The side-by-side layout proved superior. More importantly, it matched the actual workflow: bankers process one document at a time, extracting all needed data before moving to the next document. The side-by-side layout supported this natural workflow.
The Impact
Six weeks post-launch, 104 bankers confirmed the system works: 86% satisfaction, 82 SUS, 73% adoption, 1 hour saved per day.
Conditional trust
Users developed high confidence on standardized documents while appropriately verifying complex, high-stakes documents. Source highlighting and confidence scoring built trust where the AI earned it, skepticism where caution matters.
Non-adopters
(27%) cited change resistance, trust issues, and unsupported document types. These are barriers the team is now addressing through training, expanded document coverage, and system stability fixes.
Beyond the product
This research elevated how the Document Management Platform team approached AI tools. Collaborative prioritization workshops became standard practice. Research findings became part of our vendor evaluation process. I negotiated a seat at quarterly platform planning meetings, shifting research from tactical to strategic.
What I Learned
Discovery research served two purposes: It prevented a $1.5M mistake by revealing that the vendor couldn't handle our document variability. It also informed what the team needed to build: document variability patterns, expertise-level differences, and workflow constraints that shaped the final design.
Daily stakeholder debriefs during field visits built shared context. Product and Design saw the same patterns I did. No surprises in final readouts.
Adding Digitization Specialists mid-project was the right call.
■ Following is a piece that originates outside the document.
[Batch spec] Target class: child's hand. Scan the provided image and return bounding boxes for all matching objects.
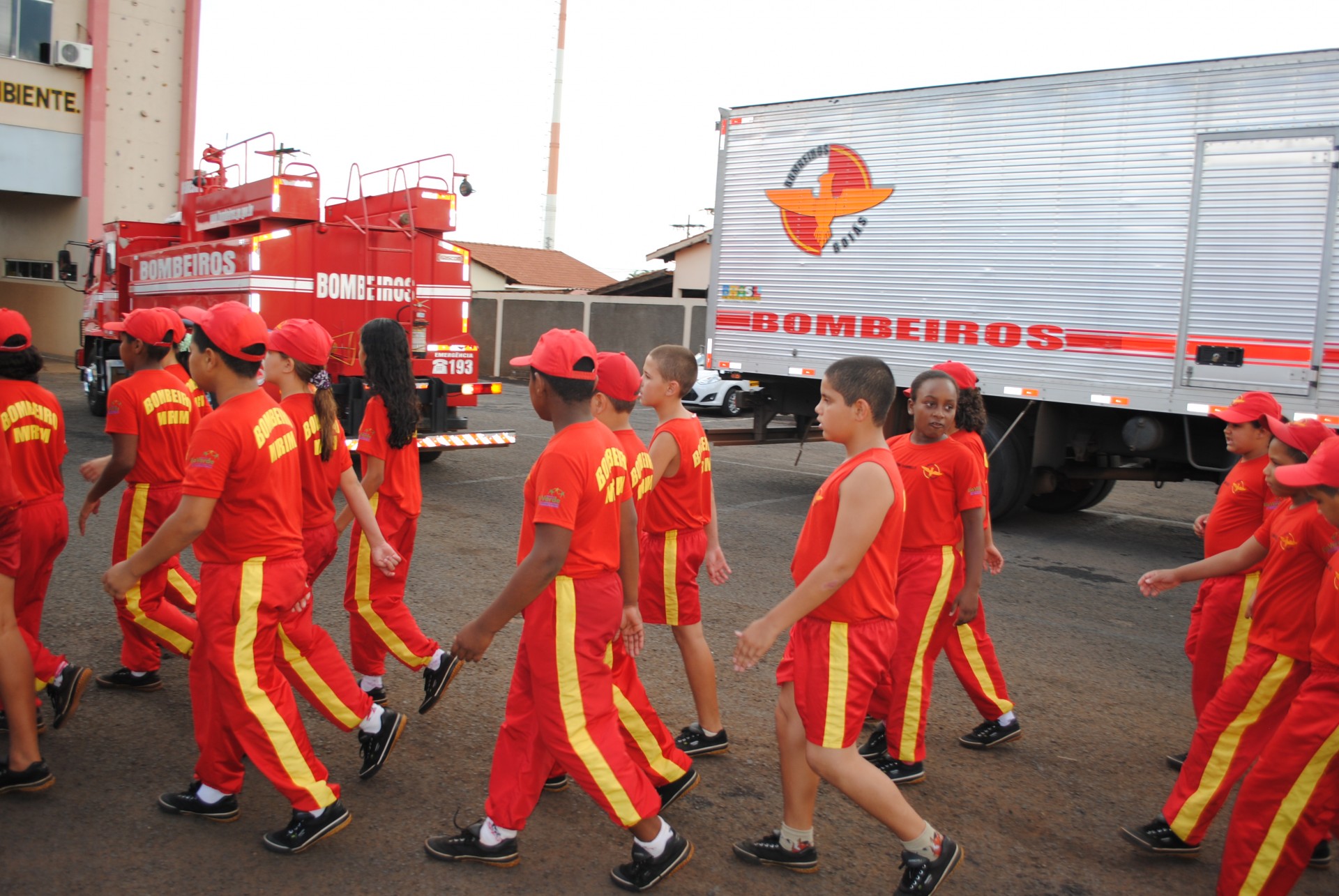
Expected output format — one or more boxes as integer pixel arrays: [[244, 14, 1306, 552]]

Initially planned for 3 business lines, but discovered power users during Week 2. These specialists process 100+ documents daily with quota-driven workflows. Their needs (keyboard shortcuts, batch processing, speed optimization) would have been completely missed if I'd stuck to the original plan. I adjusted recruitment to capture these critical requirements.
Testing competing approaches gave me evidence to defend recommendations even when I had a strong hypothesis from discovery. Stakeholders didn't have to trust my intuition. They had performance data.
If I did it again: I'd schedule a technical feasibility discussion between usability testing and prioritization workshop. This would surface implementation constraints earlier, leading to more realistic prioritization.